‘Daredevil’ Is Currently At The Heart Of The Fight To Bring Accessibility For The Blind To Netflix

Daredevil is getting a lot of rave reviews after hitting Netflix on Friday, but one group that is staying quiet are the blind. That’s because they have no real way of watching and enjoying the show in it’s current form. They also can’t enjoy any of the other original programming on Netflix, Hulu, or Amazon. That’s because none of the services offer audio descriptions for their shows and movies, leaving those in the blind community out of the binge watching game and dabbling on the fringes of piracy.

There are currently quite a few a people working hard to change this and they’re using Daredevil as a lightning rod. Robert Kingett, a legally blind 25-year-old and “self proclaimed geek” according to CNBC, is one of the voices leading a charge for services like Netflix and Hulu to grant wider accessibility within their platforms:

The cost of audio description is “a tuppence” compared to the price of producing movies and television, said Joel Snyder, president of Audio Description Associates. The company charges about $5,000 to write, voice, and record description for a roughly 21/2-hour movie, and about $1,000 for a 22-minute sitcom.

Since October 2012, Kingett has been writing to Netflix executives under the banner of the Accessible Netflix Project, a grassroots campaign now comprised of 11 blind volunteers who want the world’s largest streaming video service to provide audio descriptions. The group has since asked Netflix to audio describe “Daredevil” in particular.

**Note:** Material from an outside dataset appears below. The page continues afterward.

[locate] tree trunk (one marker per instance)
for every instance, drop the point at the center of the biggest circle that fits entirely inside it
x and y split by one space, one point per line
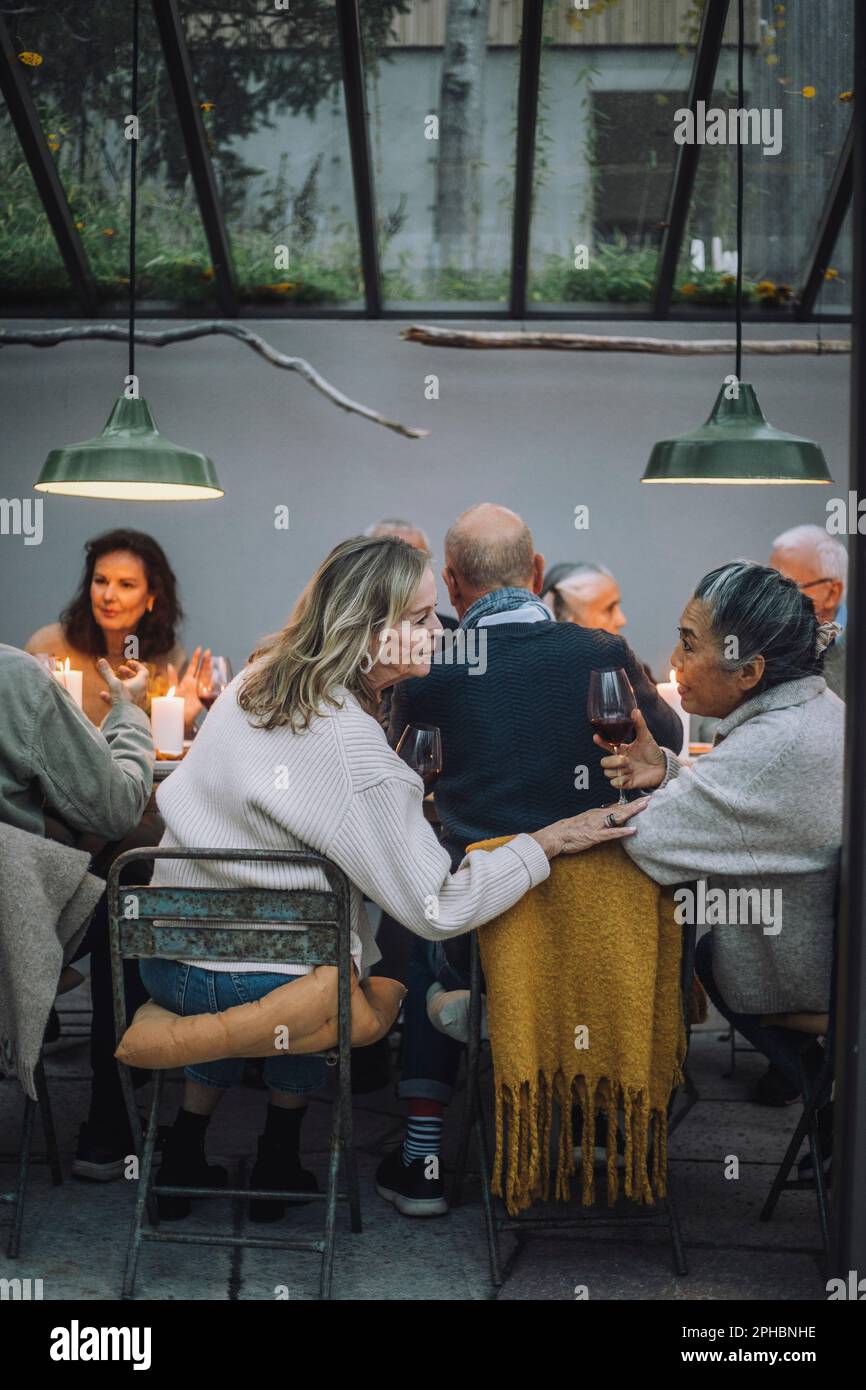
460 134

“It’s entertainment, but accessibility is important regardless of if it’s entertainment or education,” said Kingett, who also lives with cerebral palsy and contributes stories to gaming publications about accessible video games for the blind.

CNBC notes that television networks like NBC and ABC are required by the FCC to provide at least 50 hours of audio described programming per quarter, with the top non-broadcast networks included in on the mandate. Outside the regulation, there are some networks that provide the service despite not being required to do so and those numbers are growing.

It is an issue gaining traction and clearly something the streaming platforms will need to address. If Daredevil seems like the perfect time to do so, you’re not the only one to think the same thing:

Last fall, New York-based comic book creator Rich Bernatovech began calling Netflix to ask the company to add audio descriptions to “Daredevil.” He said he was inspired to take action after a woman at his local dog park told him her visually impaired son was disappointed to learn the show would not be described.

Bernatovech said he got no definitive answer from Netflix, so he took to Facebook to raise awareness among his friends and network of comic book professionals.

“Am I the only person who finds it bad that there is a show about a blind superhero coming on TV and people, more importantly children, who are visually impaired will not be able to enjoy this show unless they find their own way to get audio description?”

It would make sense. I think the most telling part of the entire story is how the blind are forced to go to the black market to watch the shows they can’t enjoy legally, using unofficial audio descriptions and downloads. But as Audio Description Associates president Joel Snyder says, “Blind people want to watch good television, good film—or bad television and bad film—just like sighted people.”

Netflix is reportedly working on a fix, but how long will it take?